Lisa Crispin, who wrote a very influential book on Agile Testing a couple of years ago, created something she called the Agile Testing Quadrant to try to get to the bottom of how checking vs. testing activities could be applied to a project. Gojka Adcic just recently refined her original version, as follows:
To the left we have “checking” activities, and to the right “testing.” The bottom is related to activities that validate technical aspects – the top faces the business. A majority of what is done during development is on the left hand of this quadrant - validating that a thing works as expected, preferably in an automated way. Mostly manual activities are on the right hand of the quadrant, focused on exploring, learning, challenging and “breaking” stuff (like the conference tester example above). These are often difficult to automate as they required a skilled mind.
So, how can this be applied to APIs? Well, the checking part should be straightforward; all those frameworks mentioned above apply equally well to the implementation of an API. “Real” testing, on the other hand, would cover things like assessing the whole usability experience (as mentioned in earlier blog posts); the sign-up process, documentation and customer support (to name a few). To further challenge the actual API, a tester would perhaps do things like making API calls in the wrong order or with unexpected input – they’ll be ignoring HTTP cache-headers when they run their load-test – and try to send incorrect HTTP authentication headers to make sure your API gives the user graceful feedback.
Trying to find all the rough edges and unhandled unexpected usages of your API is extremely important because that is ultimately what your users will do when they start exploring it, both deliberately and by accident. And since the actual integration and usage of an API is usually automated, it lacks the wiggle-room of a Web UI where users can often “work around” minor errors themselves; this unanticipated usage needs to be considered in advance, tested and fixed by someone who has that mindset (analyzing and breaking stuff is cool!) – not someone who primarily wants to make sure things are working as they should.
Please don’t get me wrong here – isn’t it great that developers are testing at all? YES! It’s awesome! I applaud any developer out there writing unit tests, BDD features and scenarios, selenium scripts, you name it. This is why I find quality such an exciting field to be in; there is a huge ongoing shift in how testing and quality is achieved.
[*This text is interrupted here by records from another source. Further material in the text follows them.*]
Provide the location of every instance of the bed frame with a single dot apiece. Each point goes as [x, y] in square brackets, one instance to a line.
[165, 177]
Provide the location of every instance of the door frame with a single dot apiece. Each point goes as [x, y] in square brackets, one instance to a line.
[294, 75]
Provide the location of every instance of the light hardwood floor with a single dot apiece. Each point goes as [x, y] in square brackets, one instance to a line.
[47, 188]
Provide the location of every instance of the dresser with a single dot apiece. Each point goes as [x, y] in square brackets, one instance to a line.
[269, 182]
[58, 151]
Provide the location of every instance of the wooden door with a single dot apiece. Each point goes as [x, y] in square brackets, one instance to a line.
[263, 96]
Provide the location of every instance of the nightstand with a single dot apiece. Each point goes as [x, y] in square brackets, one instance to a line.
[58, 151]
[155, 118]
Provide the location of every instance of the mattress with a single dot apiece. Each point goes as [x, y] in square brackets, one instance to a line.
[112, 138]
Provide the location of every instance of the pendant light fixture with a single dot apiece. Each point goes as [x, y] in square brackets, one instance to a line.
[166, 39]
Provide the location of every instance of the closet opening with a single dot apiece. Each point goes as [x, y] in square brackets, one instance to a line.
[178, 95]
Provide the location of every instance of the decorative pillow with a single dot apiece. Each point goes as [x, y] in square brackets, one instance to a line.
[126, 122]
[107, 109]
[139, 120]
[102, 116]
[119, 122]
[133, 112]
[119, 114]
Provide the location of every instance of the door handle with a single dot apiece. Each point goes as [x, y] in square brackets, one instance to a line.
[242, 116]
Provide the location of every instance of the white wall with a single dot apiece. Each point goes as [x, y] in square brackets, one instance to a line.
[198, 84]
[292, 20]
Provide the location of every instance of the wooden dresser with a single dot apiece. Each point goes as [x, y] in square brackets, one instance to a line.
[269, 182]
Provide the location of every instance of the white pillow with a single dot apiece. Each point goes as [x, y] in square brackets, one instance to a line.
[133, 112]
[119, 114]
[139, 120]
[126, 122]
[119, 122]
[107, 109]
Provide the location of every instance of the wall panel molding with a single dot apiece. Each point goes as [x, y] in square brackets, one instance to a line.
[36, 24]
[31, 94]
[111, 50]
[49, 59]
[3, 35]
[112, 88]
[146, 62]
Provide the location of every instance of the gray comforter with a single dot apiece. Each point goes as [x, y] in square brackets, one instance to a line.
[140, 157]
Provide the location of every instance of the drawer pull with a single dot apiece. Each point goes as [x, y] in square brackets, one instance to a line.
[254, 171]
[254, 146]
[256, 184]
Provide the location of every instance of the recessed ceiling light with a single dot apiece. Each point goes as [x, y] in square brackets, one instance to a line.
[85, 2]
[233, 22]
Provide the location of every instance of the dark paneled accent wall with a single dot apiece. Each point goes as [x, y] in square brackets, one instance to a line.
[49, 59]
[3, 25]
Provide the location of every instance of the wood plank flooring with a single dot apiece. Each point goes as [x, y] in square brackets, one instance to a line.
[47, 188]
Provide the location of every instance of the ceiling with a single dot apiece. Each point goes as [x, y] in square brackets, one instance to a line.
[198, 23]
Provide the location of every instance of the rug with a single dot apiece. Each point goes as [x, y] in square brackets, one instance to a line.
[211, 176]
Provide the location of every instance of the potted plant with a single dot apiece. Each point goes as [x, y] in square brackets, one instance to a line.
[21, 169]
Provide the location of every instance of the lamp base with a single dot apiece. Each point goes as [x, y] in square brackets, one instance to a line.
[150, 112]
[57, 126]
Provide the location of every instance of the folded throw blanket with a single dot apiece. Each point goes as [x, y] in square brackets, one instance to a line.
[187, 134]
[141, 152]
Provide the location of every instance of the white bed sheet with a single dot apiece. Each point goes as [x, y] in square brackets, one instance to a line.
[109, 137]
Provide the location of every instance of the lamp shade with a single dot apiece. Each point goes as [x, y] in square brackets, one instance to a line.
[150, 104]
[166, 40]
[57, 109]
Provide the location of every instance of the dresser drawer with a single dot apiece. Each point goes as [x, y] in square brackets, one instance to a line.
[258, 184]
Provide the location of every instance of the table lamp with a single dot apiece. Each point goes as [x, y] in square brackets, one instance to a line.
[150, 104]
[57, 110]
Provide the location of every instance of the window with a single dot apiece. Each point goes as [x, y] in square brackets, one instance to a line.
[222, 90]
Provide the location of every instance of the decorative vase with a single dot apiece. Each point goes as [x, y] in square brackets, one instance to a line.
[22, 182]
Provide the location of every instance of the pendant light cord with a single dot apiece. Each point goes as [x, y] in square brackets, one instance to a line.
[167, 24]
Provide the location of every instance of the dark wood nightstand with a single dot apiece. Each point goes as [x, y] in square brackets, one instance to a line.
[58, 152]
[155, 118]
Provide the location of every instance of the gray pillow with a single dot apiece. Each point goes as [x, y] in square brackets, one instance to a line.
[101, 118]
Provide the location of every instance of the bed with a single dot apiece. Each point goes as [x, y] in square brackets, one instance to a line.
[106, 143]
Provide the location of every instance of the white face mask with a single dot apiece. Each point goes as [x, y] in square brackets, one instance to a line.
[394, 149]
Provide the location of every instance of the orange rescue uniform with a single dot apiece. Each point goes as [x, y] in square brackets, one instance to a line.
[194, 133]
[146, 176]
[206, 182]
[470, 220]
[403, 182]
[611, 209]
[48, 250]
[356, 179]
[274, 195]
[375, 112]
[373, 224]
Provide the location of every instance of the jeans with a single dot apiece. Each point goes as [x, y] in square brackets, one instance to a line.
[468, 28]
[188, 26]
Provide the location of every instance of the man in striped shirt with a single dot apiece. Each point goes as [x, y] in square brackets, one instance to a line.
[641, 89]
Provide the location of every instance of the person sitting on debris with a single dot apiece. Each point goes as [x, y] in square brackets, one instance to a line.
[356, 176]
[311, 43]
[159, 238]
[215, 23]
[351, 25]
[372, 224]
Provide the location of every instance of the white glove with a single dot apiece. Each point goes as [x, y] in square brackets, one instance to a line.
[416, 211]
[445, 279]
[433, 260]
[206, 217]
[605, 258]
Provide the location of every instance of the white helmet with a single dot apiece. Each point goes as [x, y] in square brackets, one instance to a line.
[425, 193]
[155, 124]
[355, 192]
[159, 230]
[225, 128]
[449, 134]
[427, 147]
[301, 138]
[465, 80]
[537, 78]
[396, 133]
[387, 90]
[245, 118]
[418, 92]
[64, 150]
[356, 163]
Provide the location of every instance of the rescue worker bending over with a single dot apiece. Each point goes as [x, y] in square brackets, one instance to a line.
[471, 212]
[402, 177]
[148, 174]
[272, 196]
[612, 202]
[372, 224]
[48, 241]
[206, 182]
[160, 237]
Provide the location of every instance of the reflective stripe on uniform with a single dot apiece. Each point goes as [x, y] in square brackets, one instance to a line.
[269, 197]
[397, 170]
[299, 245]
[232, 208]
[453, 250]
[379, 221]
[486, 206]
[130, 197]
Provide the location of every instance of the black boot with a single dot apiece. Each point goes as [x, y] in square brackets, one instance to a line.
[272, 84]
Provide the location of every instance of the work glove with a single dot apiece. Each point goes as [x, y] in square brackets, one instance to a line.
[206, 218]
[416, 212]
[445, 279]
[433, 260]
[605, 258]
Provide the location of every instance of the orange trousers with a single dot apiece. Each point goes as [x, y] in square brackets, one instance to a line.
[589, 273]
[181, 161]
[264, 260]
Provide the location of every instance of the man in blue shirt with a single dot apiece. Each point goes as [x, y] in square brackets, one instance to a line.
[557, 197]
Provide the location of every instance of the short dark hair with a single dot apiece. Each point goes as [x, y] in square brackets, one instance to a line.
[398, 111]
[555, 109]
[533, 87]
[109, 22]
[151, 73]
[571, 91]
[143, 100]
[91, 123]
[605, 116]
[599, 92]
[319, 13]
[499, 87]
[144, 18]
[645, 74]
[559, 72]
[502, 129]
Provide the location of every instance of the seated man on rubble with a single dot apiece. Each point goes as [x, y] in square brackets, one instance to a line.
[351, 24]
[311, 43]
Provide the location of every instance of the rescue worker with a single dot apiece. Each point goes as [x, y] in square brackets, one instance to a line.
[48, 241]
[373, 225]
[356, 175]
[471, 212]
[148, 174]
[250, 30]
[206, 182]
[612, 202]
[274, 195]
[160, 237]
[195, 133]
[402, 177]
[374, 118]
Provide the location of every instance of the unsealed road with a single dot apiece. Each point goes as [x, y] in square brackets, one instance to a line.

To many developers it is nowadays just plain obvious that testing/checking is part of their work – they care about quality! I love them for it!
So, whatever tools you use for testing, checking, verifying and asserting – please continue to do so. But also please realize that there is much more to achieving top-notch quality than automating assertions and scenario tests. So do yourself and your customers a great favor and embrace a tester mentality and approach to quality in your team – both you and your customers will cherish you for it.